The traditional k means performance tests for inter cluster and intra cluster are computationally too expensive for this large dataset of visual images. I chose the quality of the visual clustering output for my use case.

Warm regards

Jeremy says

Can k-means be used with categorical data?

Jim Frost says

Hi Jeremy,

No, you can’t use K means clustering with categorical data. K means minimizes distances between data points and centroids. Categorical data cannot be placed on a scale with distances between observations. Hence, it doesn’t work with that data type. In terms of nominal (categorical), ordinal, interval, and ratio scales, you really need at least an interval scale (for the distances) to be able to use K means clustering.

José Francisco dos Reis Neto says

Thanks for your post. I’ve been following you from here in Brazil, and I have your book. K means is important for analyzing the mass of data we manipulate.

Jim Frost says

Hi José! Greetings to you in lovely Brazil! Thanks so much for buying one of my books! 🙂

Thanks for writing. I think you’re correct that K means clustering has grown in importance due to the volume of data we now produce.

Mer says

Hello. Thank you for sharing your experience. Could you share some titles of good books on the analysis and design or surveys where those methods that you mentioned are also available.

Neil Higgs says

In the Survey research world, K-means has a very chequered reputation amongst those who have used it extensively. It is exceptionally sensitive to changes in input variables and to the choice of the number of clusters. The first is a particular problem unless there is an underlying theory about the relevant variables. Adding one variable can change the entire solution dramatically. I stopped using it years ago in favour of latent class analysis and latent continua, especially via the use of correspondence analysis. k-mean is also not great with non-continuous variables.

Jim Frost says

Hi Neil,

Thanks for sharing your experiences with K means clustering. It’s great when readers write about their real-world usage of statistical procedures. I think you raise some great points in your comments. First of all, not all tools work in all contexts. Secondly, it’s important to assess the results and determine whether they make sense given your subject-area knowledge. Don’t treat any procedure as a black box that just spits out an answer that you assume is correct. Verify!

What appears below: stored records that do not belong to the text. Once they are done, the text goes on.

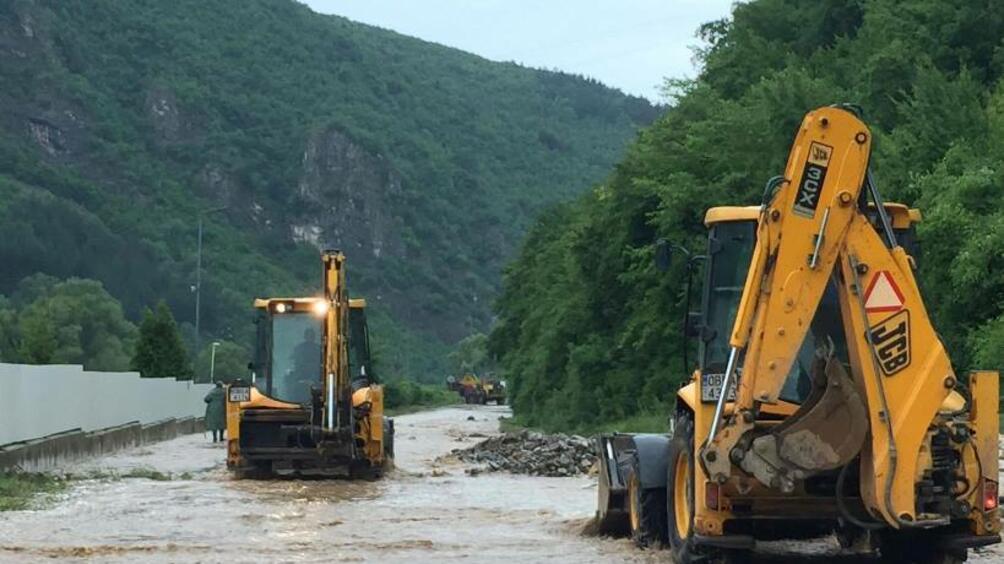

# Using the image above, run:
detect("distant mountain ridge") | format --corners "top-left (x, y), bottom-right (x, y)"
top-left (0, 0), bottom-right (660, 378)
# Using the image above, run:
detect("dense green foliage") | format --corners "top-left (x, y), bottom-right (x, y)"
top-left (491, 0), bottom-right (1004, 428)
top-left (448, 333), bottom-right (494, 376)
top-left (195, 341), bottom-right (251, 382)
top-left (131, 302), bottom-right (192, 379)
top-left (0, 275), bottom-right (137, 370)
top-left (0, 0), bottom-right (657, 378)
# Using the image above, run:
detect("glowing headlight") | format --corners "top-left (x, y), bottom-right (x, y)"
top-left (314, 300), bottom-right (328, 315)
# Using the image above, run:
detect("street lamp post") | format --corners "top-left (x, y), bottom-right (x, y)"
top-left (209, 341), bottom-right (220, 383)
top-left (194, 206), bottom-right (227, 379)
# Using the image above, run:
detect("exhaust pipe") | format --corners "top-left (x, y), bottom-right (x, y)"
top-left (324, 372), bottom-right (334, 432)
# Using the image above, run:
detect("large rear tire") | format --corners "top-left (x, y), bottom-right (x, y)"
top-left (666, 411), bottom-right (714, 564)
top-left (628, 459), bottom-right (666, 548)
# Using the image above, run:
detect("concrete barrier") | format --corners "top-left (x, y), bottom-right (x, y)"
top-left (0, 363), bottom-right (213, 472)
top-left (0, 363), bottom-right (212, 445)
top-left (0, 417), bottom-right (203, 472)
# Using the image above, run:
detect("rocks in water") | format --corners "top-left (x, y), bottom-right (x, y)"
top-left (452, 430), bottom-right (596, 477)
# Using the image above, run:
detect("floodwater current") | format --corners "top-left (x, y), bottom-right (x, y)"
top-left (0, 405), bottom-right (1004, 564)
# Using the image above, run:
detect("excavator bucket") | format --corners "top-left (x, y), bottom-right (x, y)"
top-left (742, 353), bottom-right (868, 492)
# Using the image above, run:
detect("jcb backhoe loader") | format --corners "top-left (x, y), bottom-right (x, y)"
top-left (227, 251), bottom-right (394, 478)
top-left (597, 106), bottom-right (1001, 563)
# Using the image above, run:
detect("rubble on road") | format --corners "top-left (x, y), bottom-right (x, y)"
top-left (452, 430), bottom-right (596, 478)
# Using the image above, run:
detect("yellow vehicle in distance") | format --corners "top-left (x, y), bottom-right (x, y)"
top-left (227, 251), bottom-right (394, 478)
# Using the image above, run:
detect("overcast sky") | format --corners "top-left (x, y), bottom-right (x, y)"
top-left (301, 0), bottom-right (733, 100)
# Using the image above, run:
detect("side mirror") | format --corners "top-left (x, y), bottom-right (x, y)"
top-left (686, 311), bottom-right (704, 338)
top-left (656, 239), bottom-right (673, 272)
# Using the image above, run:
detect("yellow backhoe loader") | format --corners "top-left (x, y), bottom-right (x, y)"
top-left (597, 106), bottom-right (1001, 564)
top-left (227, 251), bottom-right (394, 478)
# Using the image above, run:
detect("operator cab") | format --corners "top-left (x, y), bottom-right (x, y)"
top-left (252, 298), bottom-right (329, 405)
top-left (698, 204), bottom-right (921, 404)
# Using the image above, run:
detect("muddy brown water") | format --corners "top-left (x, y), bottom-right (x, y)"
top-left (0, 406), bottom-right (1004, 564)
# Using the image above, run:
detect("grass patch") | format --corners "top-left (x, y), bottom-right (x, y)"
top-left (499, 413), bottom-right (670, 437)
top-left (120, 468), bottom-right (173, 482)
top-left (0, 473), bottom-right (66, 511)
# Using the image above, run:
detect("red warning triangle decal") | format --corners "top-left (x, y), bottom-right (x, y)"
top-left (864, 270), bottom-right (906, 313)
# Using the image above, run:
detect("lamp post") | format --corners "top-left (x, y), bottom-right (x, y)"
top-left (209, 341), bottom-right (220, 383)
top-left (193, 201), bottom-right (228, 373)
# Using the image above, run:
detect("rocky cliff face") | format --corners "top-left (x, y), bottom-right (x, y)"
top-left (0, 0), bottom-right (656, 373)
top-left (290, 127), bottom-right (404, 263)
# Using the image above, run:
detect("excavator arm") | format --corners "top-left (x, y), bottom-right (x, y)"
top-left (701, 106), bottom-right (955, 528)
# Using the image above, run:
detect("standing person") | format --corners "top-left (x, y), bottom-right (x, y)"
top-left (203, 382), bottom-right (227, 443)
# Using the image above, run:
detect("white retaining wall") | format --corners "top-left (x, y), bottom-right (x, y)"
top-left (0, 363), bottom-right (213, 445)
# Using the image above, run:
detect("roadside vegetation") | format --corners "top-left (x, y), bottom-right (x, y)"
top-left (0, 473), bottom-right (66, 511)
top-left (489, 0), bottom-right (1004, 430)
top-left (384, 379), bottom-right (460, 415)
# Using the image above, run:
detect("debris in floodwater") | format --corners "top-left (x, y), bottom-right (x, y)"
top-left (453, 430), bottom-right (596, 477)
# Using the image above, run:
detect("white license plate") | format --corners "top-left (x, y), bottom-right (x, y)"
top-left (230, 386), bottom-right (251, 403)
top-left (701, 374), bottom-right (736, 403)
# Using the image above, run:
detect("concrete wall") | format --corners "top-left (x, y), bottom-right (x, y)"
top-left (0, 363), bottom-right (212, 446)
top-left (0, 417), bottom-right (203, 472)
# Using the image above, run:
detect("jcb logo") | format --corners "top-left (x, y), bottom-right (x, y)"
top-left (868, 309), bottom-right (910, 376)
top-left (792, 142), bottom-right (833, 219)
top-left (808, 143), bottom-right (833, 167)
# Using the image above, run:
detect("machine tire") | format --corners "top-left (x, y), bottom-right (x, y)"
top-left (879, 531), bottom-right (969, 564)
top-left (666, 411), bottom-right (714, 564)
top-left (384, 418), bottom-right (394, 467)
top-left (628, 459), bottom-right (667, 548)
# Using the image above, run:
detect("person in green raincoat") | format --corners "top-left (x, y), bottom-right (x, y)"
top-left (203, 382), bottom-right (227, 443)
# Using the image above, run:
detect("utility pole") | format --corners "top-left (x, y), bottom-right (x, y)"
top-left (193, 206), bottom-right (227, 380)
top-left (209, 341), bottom-right (220, 383)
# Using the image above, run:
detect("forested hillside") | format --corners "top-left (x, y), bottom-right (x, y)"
top-left (0, 0), bottom-right (658, 380)
top-left (490, 0), bottom-right (1004, 429)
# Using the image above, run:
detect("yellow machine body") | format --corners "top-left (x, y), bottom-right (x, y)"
top-left (227, 252), bottom-right (393, 477)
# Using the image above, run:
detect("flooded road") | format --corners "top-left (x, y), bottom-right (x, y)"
top-left (0, 405), bottom-right (1004, 564)
top-left (0, 406), bottom-right (647, 562)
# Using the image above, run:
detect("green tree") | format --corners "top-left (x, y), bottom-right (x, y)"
top-left (132, 301), bottom-right (192, 379)
top-left (18, 308), bottom-right (56, 364)
top-left (0, 296), bottom-right (20, 362)
top-left (449, 333), bottom-right (489, 373)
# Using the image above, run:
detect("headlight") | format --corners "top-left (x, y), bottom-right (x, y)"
top-left (313, 300), bottom-right (328, 315)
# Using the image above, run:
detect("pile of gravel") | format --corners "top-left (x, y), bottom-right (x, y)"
top-left (453, 431), bottom-right (596, 477)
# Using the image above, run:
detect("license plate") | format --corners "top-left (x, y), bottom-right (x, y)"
top-left (701, 374), bottom-right (736, 403)
top-left (230, 386), bottom-right (251, 403)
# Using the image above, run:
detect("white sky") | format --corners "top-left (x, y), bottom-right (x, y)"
top-left (301, 0), bottom-right (733, 100)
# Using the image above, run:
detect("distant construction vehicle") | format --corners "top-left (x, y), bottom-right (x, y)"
top-left (227, 251), bottom-right (394, 478)
top-left (446, 372), bottom-right (506, 405)
top-left (597, 106), bottom-right (1001, 564)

Think of it this way. Classifying any set of observations using a set of variables can be tricky even when you have experts in the subject area doing the classification. There can be disagreements between experts on how to weight the different variables and where to draw lines between different categories. Now imagine doing that with a statistical algorithm that doesn’t use any subject-area knowledge but does assess the data using an objective approach that considers a large number of variables. There are bound to be pros and cons. Various difficulties. And so on. There is also the question of how many groups are optimal.

In short, I’m sure how well it works varies by area.

I think K means clustering has its place, particularly when you think the big data arena and where the risk of misclassification is small. Maybe you classify people into different groups and the based on the groups either target them with different types of advertising or product recommendations.

Funsho Olukade says

Thank you Prof. Clearly K means clustering as a statistical tool can help create meaning out of a cacophony of data just as your given example clearly demonstrated it.

Jim Frost says

Hi Funsho, thanks! And I love how you phrase it, “creating meaning out of a cacophony of data!” That’s exactly what it does!